Les hôtels détenus ou loués
Il reste enfin un dernier cas de figure, aujourd’hui devenu très minoritaire. Dans quelques situations, Marriott est également propriétaire, ou locataire dans le cadre d’un bail long terme.
En 2025, cette activité a généré, selon nos calculs, une contribution nette d’environ 300 millions de dollars, à comparer aux 5,4 milliards de revenus de commissions.
À ce stade, une question se pose. Si les hôtels en propre sont à la fois moins rentables et plus risqués, pourquoi Marriott en conserve-t-il encore quelques-uns ?
La première raison est historique. Une partie des actifs, notamment en Europe, provient de l’acquisition de Starwood en 2016. Certains baux de très longue durée ne peuvent pas être résiliés facilement. Le groupe attend donc leur échéance ou négocie leur sortie lorsqu’elle est économiquement pertinente.
La deuxième est stratégique, car certaines adresses sont trop importantes pour être confiées à un tiers. L’acquisition du Sheraton Grand Chicago fin 2024 en est une bonne illustration.
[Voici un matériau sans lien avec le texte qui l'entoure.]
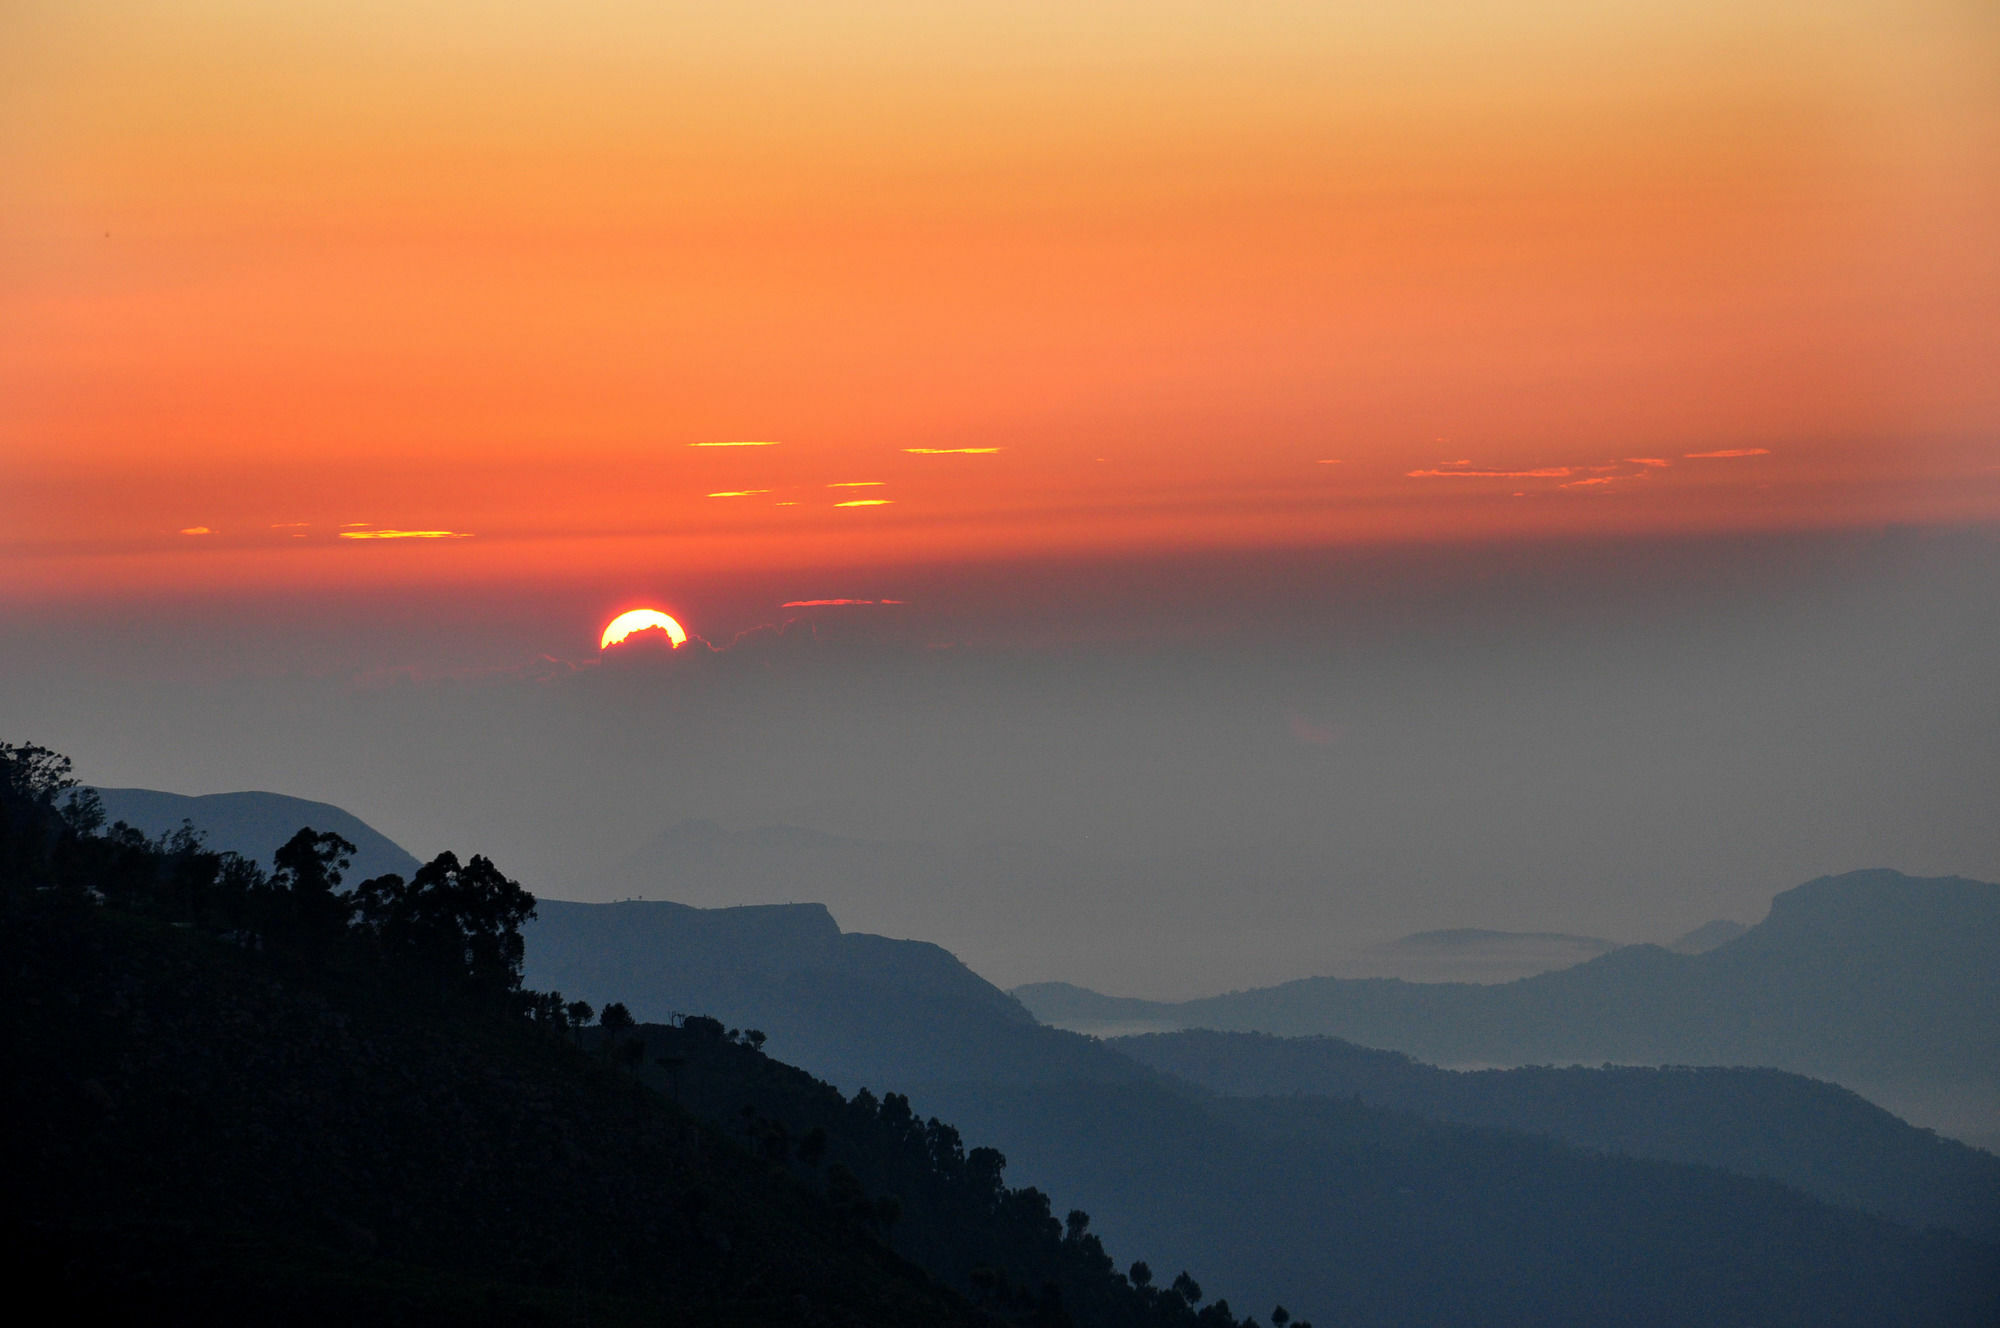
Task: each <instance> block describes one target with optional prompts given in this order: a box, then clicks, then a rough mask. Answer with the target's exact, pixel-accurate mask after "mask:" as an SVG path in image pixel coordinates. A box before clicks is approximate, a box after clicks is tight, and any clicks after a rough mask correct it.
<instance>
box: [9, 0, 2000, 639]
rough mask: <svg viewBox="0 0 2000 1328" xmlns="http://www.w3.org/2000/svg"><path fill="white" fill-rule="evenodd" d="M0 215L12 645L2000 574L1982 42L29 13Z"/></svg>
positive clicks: (1332, 23) (1987, 53) (1354, 8)
mask: <svg viewBox="0 0 2000 1328" xmlns="http://www.w3.org/2000/svg"><path fill="white" fill-rule="evenodd" d="M0 180H4V188H0V472H4V486H0V518H4V522H6V530H4V532H0V598H4V600H8V602H32V600H64V602H78V600H90V598H96V596H130V594H152V592H202V594H208V592H234V590H256V592H276V590H342V592H346V590H354V592H358V590H366V588H374V586H426V584H462V582H486V584H518V582H528V580H536V582H550V580H554V582H560V580H564V578H586V580H592V582H594V584H626V582H630V584H634V586H636V584H642V582H644V584H654V580H656V578H658V576H660V570H662V568H670V578H684V580H694V582H698V580H700V578H704V576H716V574H722V572H740V570H744V568H760V570H772V572H784V570H788V568H810V566H826V564H830V562H840V564H856V566H858V564H886V566H894V564H924V562H932V560H940V558H958V560H980V558H996V556H1068V554H1076V552H1090V554H1106V552H1108V554H1128V552H1138V554H1144V552H1162V550H1188V548H1260V546H1314V544H1354V542H1380V540H1386V542H1398V540H1452V538H1514V536H1536V538H1550V536H1574V534H1608V532H1626V534H1630V532H1716V530H1736V532H1742V530H1798V528H1858V526H1882V524H1912V522H1914V524H1954V522H1960V524H1962V522H1984V520H1992V518H1996V516H2000V442H1996V440H2000V372H1996V370H1994V366H1996V364H2000V224H1996V218H2000V10H1994V6H1990V4H1978V2H1972V0H1898V2H1876V0H1830V2H1820V4H1770V2H1762V0H1756V2H1750V4H1688V2H1676V4H1618V6H1604V4H1582V2H1578V4H1566V2H1560V0H1538V2H1528V4H1438V6H1410V4H1160V2H1148V4H1104V2H1092V4H1074V2H1072V4H1012V2H1010V4H984V2H972V0H968V2H960V4H838V6H836V4H730V6H712V4H698V6H696V4H664V2H644V4H610V2H606V4H564V6H556V4H470V2H456V4H454V2H432V0H398V2H394V4H388V2H354V0H344V2H340V4H332V2H318V0H294V2H290V4H262V2H250V0H240V2H230V0H186V2H182V4H172V6H160V4H138V2H134V4H116V2H108V0H60V2H54V0H52V2H40V0H16V2H14V4H8V6H6V8H4V14H0ZM722 442H758V444H768V446H704V444H722ZM648 578H652V580H648ZM820 592H822V590H820V588H812V586H800V588H796V590H784V588H780V590H774V594H778V596H788V594H820ZM590 626H592V628H594V626H596V624H590Z"/></svg>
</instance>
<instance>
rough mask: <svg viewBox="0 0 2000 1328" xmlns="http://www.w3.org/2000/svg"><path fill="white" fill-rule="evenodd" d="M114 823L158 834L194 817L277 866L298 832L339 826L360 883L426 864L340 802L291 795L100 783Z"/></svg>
mask: <svg viewBox="0 0 2000 1328" xmlns="http://www.w3.org/2000/svg"><path fill="white" fill-rule="evenodd" d="M98 798H102V800H104V818H106V822H116V820H122V822H126V824H128V826H132V828H134V830H140V832H144V834H146V836H150V838H158V836H162V834H172V832H174V830H180V822H184V820H186V822H192V824H194V828H196V830H200V832H204V836H206V842H208V848H214V850H218V852H236V854H242V856H244V858H250V860H254V862H262V864H264V866H270V856H272V854H274V852H276V850H278V846H280V844H284V842H286V840H288V838H292V836H294V834H296V832H298V830H302V828H306V826H312V828H314V830H332V832H334V834H338V836H342V838H346V840H348V842H352V844H354V850H356V852H354V860H352V864H350V866H348V874H346V882H348V884H350V886H352V884H358V882H362V880H368V878H370V876H386V874H390V872H394V874H398V876H404V878H408V876H412V874H414V872H416V868H418V866H420V864H418V860H416V856H414V854H412V852H410V850H406V848H404V846H402V844H396V842H394V840H390V838H388V836H386V834H382V832H380V830H376V828H374V826H370V824H368V822H364V820H362V818H360V816H356V814H354V812H346V810H342V808H338V806H334V804H332V802H310V800H306V798H290V796H286V794H266V792H240V794H170V792H162V790H158V788H100V790H98Z"/></svg>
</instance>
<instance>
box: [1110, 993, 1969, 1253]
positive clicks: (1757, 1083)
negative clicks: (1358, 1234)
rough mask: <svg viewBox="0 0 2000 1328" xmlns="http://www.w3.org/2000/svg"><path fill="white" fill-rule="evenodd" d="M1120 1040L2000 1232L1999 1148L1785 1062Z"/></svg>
mask: <svg viewBox="0 0 2000 1328" xmlns="http://www.w3.org/2000/svg"><path fill="white" fill-rule="evenodd" d="M1112 1046H1116V1048H1118V1050H1120V1052H1124V1054H1126V1056H1132V1058H1134V1060H1138V1062H1142V1064H1148V1066H1152V1068H1156V1070H1164V1072H1168V1074H1172V1076H1176V1078H1180V1080H1186V1082H1190V1084H1200V1086H1202V1088H1208V1090H1212V1092H1220V1094H1226V1096H1244V1098H1292V1096H1322V1098H1350V1100H1360V1102H1368V1104H1372V1106H1386V1108H1394V1110H1404V1112H1412V1114H1416V1116H1424V1118H1428V1120H1452V1122H1458V1124H1468V1126H1484V1128H1498V1130H1518V1132H1524V1134H1542V1136H1548V1138H1560V1140H1564V1142H1568V1144H1578V1146H1584V1148H1594V1150H1598V1152H1612V1154H1624V1156H1634V1158H1658V1160H1664V1162H1696V1164H1704V1166H1722V1168H1726V1170H1732V1172H1736V1174H1740V1176H1768V1178H1772V1180H1782V1182H1784V1184H1790V1186H1794V1188H1798V1190H1804V1192H1808V1194H1816V1196H1818V1198H1822V1200H1828V1202H1834V1204H1844V1206H1850V1208H1860V1210H1864V1212H1874V1214H1880V1216H1886V1218H1894V1220H1898V1222H1904V1224H1908V1226H1914V1228H1920V1230H1922V1228H1926V1226H1944V1228H1950V1230H1956V1232H1962V1234H1966V1236H1972V1238H1976V1240H1986V1242H2000V1158H1996V1156H1992V1154H1988V1152H1980V1150H1976V1148H1968V1146H1966V1144H1960V1142H1956V1140H1946V1138H1938V1136H1936V1134H1932V1132H1930V1130H1918V1128H1916V1126H1910V1124H1906V1122H1902V1120H1898V1118H1896V1116H1892V1114H1890V1112H1886V1110H1882V1108H1880V1106H1874V1104H1870V1102H1866V1100H1864V1098H1860V1096H1858V1094H1854V1092H1848V1090H1846V1088H1838V1086H1834V1084H1826V1082H1820V1080H1810V1078H1804V1076H1798V1074H1786V1072H1784V1070H1748V1068H1642V1066H1604V1068H1550V1066H1530V1068H1520V1070H1440V1068H1436V1066H1426V1064H1422V1062H1418V1060H1410V1058H1408V1056H1404V1054H1402V1052H1378V1050H1370V1048H1362V1046H1354V1044H1352V1042H1342V1040H1338V1038H1272V1036H1270V1034H1254V1032H1208V1030H1190V1032H1162V1034H1142V1036H1132V1038H1118V1040H1114V1042H1112Z"/></svg>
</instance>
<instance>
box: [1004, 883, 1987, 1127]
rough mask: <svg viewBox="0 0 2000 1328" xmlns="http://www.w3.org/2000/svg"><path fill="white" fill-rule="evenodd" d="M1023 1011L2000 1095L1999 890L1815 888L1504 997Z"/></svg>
mask: <svg viewBox="0 0 2000 1328" xmlns="http://www.w3.org/2000/svg"><path fill="white" fill-rule="evenodd" d="M1014 994H1016V996H1018V998H1020V1000H1022V1004H1026V1006H1028V1008H1030V1010H1034V1012H1036V1018H1042V1020H1046V1022H1050V1024H1058V1026H1070V1028H1088V1026H1094V1024H1096V1026H1122V1030H1126V1032H1138V1030H1142V1028H1154V1030H1162V1032H1164V1030H1170V1028H1216V1030H1232V1032H1270V1034H1282V1036H1308V1034H1328V1036H1338V1038H1346V1040H1350V1042H1360V1044H1362V1046H1378V1048H1394V1050H1400V1052H1408V1054H1412V1056H1418V1058H1422V1060H1430V1062H1438V1064H1546V1062H1582V1064H1596V1062H1604V1060H1616V1062H1638V1064H1712V1066H1774V1068H1782V1070H1794V1072H1800V1074H1810V1076H1814V1078H1830V1080H1836V1082H1844V1084H1850V1086H1856V1088H1864V1086H1870V1088H1872V1086H1880V1084H1904V1086H1920V1088H1938V1086H1966V1084H1970V1086H1984V1088H1996V1086H2000V886H1994V884H1988V882H1976V880H1966V878H1960V876H1938V878H1912V876H1904V874H1900V872H1890V870H1862V872H1848V874H1842V876H1822V878H1818V880H1810V882H1806V884H1802V886H1798V888H1794V890H1786V892H1782V894H1778V896H1776V898H1774V900H1772V910H1770V916H1768V918H1766V920H1764V922H1760V924H1756V926H1752V928H1748V930H1746V932H1744V934H1742V936H1738V938H1736V940H1730V942H1726V944H1720V946H1716V948H1712V950H1706V952H1700V954H1674V952H1670V950H1664V948H1660V946H1624V948H1620V950H1612V952H1608V954H1604V956H1600V958H1594V960H1588V962H1584V964H1578V966H1574V968H1564V970H1560V972H1548V974H1540V976H1534V978H1522V980H1518V982H1508V984H1500V986H1472V984H1412V982H1396V980H1342V978H1302V980H1298V982H1286V984H1280V986H1270V988H1256V990H1246V992H1230V994H1224V996H1210V998H1202V1000H1186V1002H1148V1000H1128V998H1108V996H1098V994H1096V992H1088V990H1086V988H1076V986H1066V984H1034V986H1022V988H1016V990H1014ZM1864 1090H1866V1088H1864Z"/></svg>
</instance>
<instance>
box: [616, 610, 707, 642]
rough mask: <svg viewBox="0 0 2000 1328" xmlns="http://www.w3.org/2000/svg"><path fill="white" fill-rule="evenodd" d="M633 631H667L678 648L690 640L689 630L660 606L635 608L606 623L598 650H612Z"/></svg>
mask: <svg viewBox="0 0 2000 1328" xmlns="http://www.w3.org/2000/svg"><path fill="white" fill-rule="evenodd" d="M632 632H666V636H668V640H672V642H674V648H676V650H678V648H680V646H682V644H686V640H688V632H686V630H684V628H682V626H680V624H678V622H674V620H672V618H668V616H666V614H662V612H660V610H658V608H634V610H630V612H624V614H618V616H616V618H612V620H610V622H606V624H604V636H602V638H600V640H598V650H610V648H612V646H616V644H618V642H622V640H624V638H626V636H632Z"/></svg>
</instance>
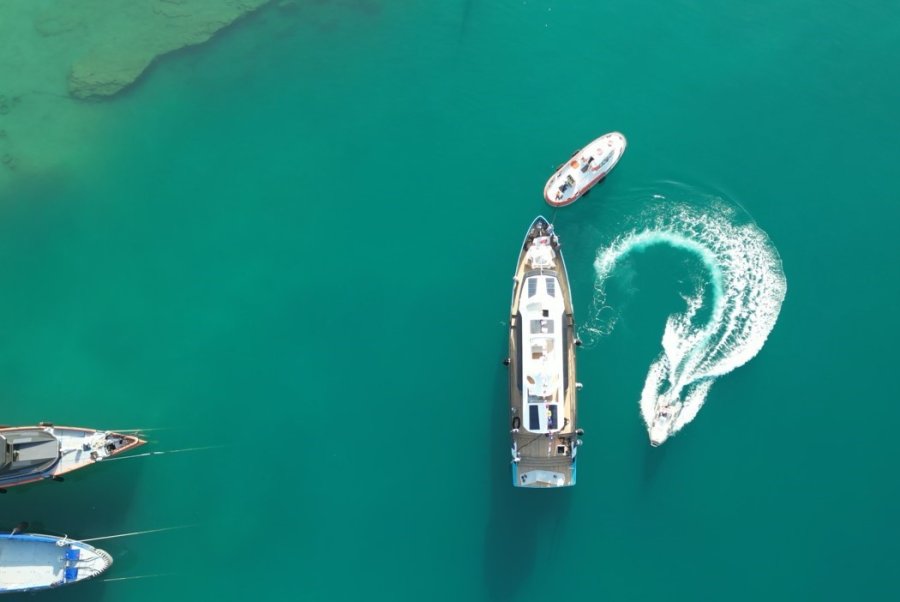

Cet hôtel occupe une position clé sur le marché des congrès et Marriott a préféré en reprendre temporairement le contrôle.

Sheraton Grand Chicago
Enfin, quelques établissements servent de laboratoires. Ils permettent de tester de nouveaux concepts, de nouvelles organisations ou de nouvelles politiques tarifaires avant de les déployer à l’ensemble du réseau.
Cependant, cette activité est aussi plus risquée. Chaque dollar de chiffre d’affaires s’accompagne de coûts, dont une large partie est fixe. Le loyer, par exemple, doit être payé que l’hôtel soit plein ou vide. Le levier opérationnel joue donc dans les deux sens, et de manière très marquée. En 2020, alors que les redevances de franchise continuaient d’être encaissées, cette activité est devenue lourdement déficitaire.